Monday, July 28, 2008

False Knock On Michelle Obama: Her Embrace of Change Does Not Equal A Lack Of Loyalty or Patriotism

False Knock On Michelle Obama: Her Embrace of Change Does Not Equal A Lack Of Loyalty or Patriotism.

Earlier this year, Michelle Obama, Senator Barack Obama's wife, made the comment that "for the first time in my adult lifetime I am proud of my country, because it is ready to embrace change."

In front of a white Republican audience the day after those remarks, Senator John McCain and his wife Cindy weighed in on them. Cindy McCain said to the audience "I have always been proud of my country." Her husband said the same, with both receiving applause and cheers.

People in the McCain campaign, a number of strident talk show hosts, Republican politicians, journalists, political pundits, and media political analysts became a large chorus denouncing Michelle Obama for what its collective voice said was her lack of loyalty and patriotism to the United States.

This response was clearly predictable. It came overwhelmingly from White people, and reflected the understanding that so many Black people have, that too many white people still have great difficulty distinguishing between White hegemony and the United States, White domination of the American government and the American government itself, and White interpretation of American ideals and values, and the ideals and values themselves.

This difficulty stems from the longstanding and continuing practice of too many White people equating this country and this society with White people; that both belong to them and no one else, or to no one else like they both belong to them. This is clearly not Michelle Obama’s view.

There used to be phrases in American history that reflected this kind of thinking that lasted up to about the 1960’s and 1970’s, such as a “White man’s country,” or “White society.”

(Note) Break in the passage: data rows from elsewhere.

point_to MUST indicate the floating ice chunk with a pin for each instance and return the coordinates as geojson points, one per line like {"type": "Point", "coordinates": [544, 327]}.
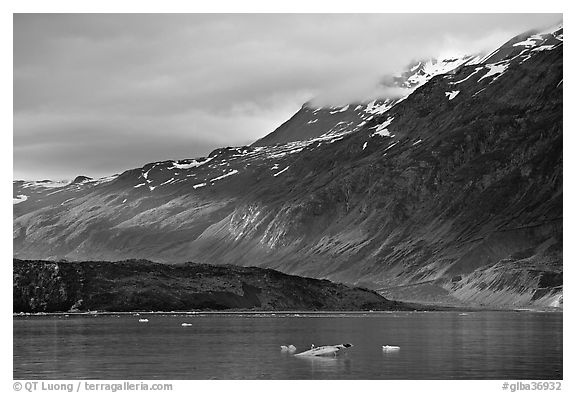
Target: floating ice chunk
{"type": "Point", "coordinates": [289, 348]}
{"type": "Point", "coordinates": [391, 145]}
{"type": "Point", "coordinates": [282, 171]}
{"type": "Point", "coordinates": [451, 94]}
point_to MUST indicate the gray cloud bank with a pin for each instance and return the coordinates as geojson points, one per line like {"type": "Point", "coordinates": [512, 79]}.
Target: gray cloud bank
{"type": "Point", "coordinates": [96, 94]}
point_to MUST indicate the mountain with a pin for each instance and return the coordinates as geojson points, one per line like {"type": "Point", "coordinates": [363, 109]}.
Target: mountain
{"type": "Point", "coordinates": [313, 122]}
{"type": "Point", "coordinates": [43, 286]}
{"type": "Point", "coordinates": [452, 194]}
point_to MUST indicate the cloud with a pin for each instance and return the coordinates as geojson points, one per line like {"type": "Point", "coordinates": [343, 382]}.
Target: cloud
{"type": "Point", "coordinates": [99, 93]}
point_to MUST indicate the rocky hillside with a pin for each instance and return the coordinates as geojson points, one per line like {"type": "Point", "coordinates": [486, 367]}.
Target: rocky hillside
{"type": "Point", "coordinates": [42, 286]}
{"type": "Point", "coordinates": [314, 122]}
{"type": "Point", "coordinates": [453, 194]}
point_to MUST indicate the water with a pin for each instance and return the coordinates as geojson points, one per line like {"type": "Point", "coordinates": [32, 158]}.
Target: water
{"type": "Point", "coordinates": [433, 345]}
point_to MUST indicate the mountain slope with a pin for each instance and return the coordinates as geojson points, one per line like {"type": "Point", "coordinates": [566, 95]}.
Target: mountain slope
{"type": "Point", "coordinates": [312, 122]}
{"type": "Point", "coordinates": [457, 188]}
{"type": "Point", "coordinates": [41, 286]}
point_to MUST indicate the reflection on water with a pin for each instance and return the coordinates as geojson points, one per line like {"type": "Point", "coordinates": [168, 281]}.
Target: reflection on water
{"type": "Point", "coordinates": [433, 345]}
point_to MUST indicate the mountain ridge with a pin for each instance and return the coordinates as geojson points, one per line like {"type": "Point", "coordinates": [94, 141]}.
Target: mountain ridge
{"type": "Point", "coordinates": [458, 186]}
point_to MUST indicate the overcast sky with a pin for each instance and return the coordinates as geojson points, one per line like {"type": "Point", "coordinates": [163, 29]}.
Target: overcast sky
{"type": "Point", "coordinates": [96, 94]}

In one of the Lincoln-Douglas debates of 1858, Abraham Lincoln described the Declaration of Independence as “ the white man’s charter of liberty.” Stephen Douglas said in that same debate “ this government of ours is founded on a white basis. It was made by the white man for the benefit of the white man.”

Historically and generally, the White argument has been that the United States belonged to White people and was to benefit them, and that it did not belong to Black people, that they were not able to claim it as their own or benefit from it, and certainly not the way that Whites benefited.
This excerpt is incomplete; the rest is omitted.